Adult hip pain is triaged by localization (groin = intra-articular, lateral = bursa/tendon, buttock = spine/SI/vascular), red flags (fever, inability to bear weight, rest/night pain, steroid use, anticoagulation), and functional impact — with weight-bearing AP pelvis + lateral as the universal first imaging step and MRI reserved for occult fracture, AVN, labral pathology, or prosthetic joint infection workup.

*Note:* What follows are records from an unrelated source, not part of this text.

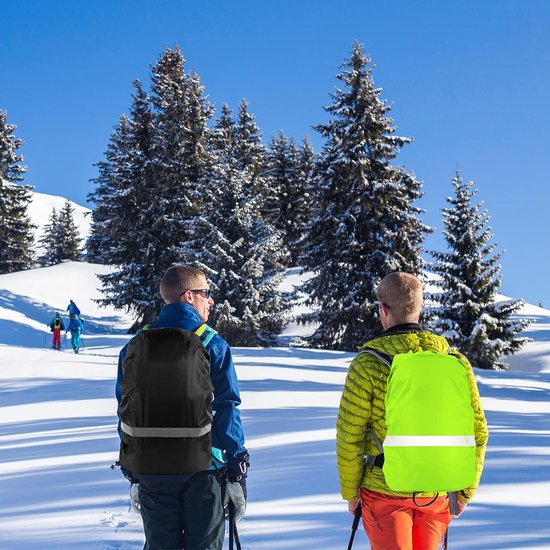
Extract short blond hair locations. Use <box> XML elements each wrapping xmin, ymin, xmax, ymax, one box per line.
<box><xmin>160</xmin><ymin>265</ymin><xmax>205</xmax><ymax>304</ymax></box>
<box><xmin>376</xmin><ymin>272</ymin><xmax>424</xmax><ymax>323</ymax></box>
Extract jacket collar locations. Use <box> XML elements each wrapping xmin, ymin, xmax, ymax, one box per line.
<box><xmin>384</xmin><ymin>323</ymin><xmax>423</xmax><ymax>336</ymax></box>
<box><xmin>159</xmin><ymin>304</ymin><xmax>202</xmax><ymax>325</ymax></box>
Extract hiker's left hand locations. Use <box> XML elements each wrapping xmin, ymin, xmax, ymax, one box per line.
<box><xmin>224</xmin><ymin>480</ymin><xmax>246</xmax><ymax>522</ymax></box>
<box><xmin>348</xmin><ymin>498</ymin><xmax>361</xmax><ymax>516</ymax></box>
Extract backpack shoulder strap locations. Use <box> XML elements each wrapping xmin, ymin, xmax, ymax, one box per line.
<box><xmin>195</xmin><ymin>323</ymin><xmax>218</xmax><ymax>347</ymax></box>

Loss of internal rotation in flexion is the most reliable physical sign of true hip joint pathology; groin pain is its most common location, and referred knee pain is a classic trap

Elderly faller + inability to bear weight + negative X-ray = MRI within 24–48 hours to exclude occult femoral neck fracture; if confirmed, surgery within 24–48 hours reduces mortality, and discharge must include osteoporosis pharmacotherapy + calcium/vitamin D + fall prevention

Septic hip workup requires image-guided aspiration before antibiotics (the hip is too deep for blind tap); synovial WBC >50,000 with >75% PMNs confirms; treat with empiric vancomycin + ceftriaxone and urgent surgical washout

AVN is suggested by groin pain at rest in a patient with steroids, alcohol, SCD, SLE, or HIV exposure — MRI shows the double-line sign; pre-collapse disease may benefit from core decompression, post-collapse needs THA

Hip OA conservative ladder: education + weight loss + exercise/PT → topical/oral NSAIDs → image-guided steroid → total hip arthroplasty; avoid hyaluronic acid and chronic opioids

Bisphosphonate use >5 years + prodromal thigh pain → bilateral femur X-rays for atypical femoral fracture

Transitions of care matter: every fragility hip fracture deserves medication reconciliation, PCP follow-up at 1–2 weeks, osteoporosis treatment initiated in-hospital, and structured fall prevention — the post-hip-fracture treatment gap is a documented patient safety failure

Board pearl: When in doubt on Step 3, localize → red flag check → AP pelvis + lateral → targeted advanced imaging → match management to the specific diagnosis, not to symptoms alone.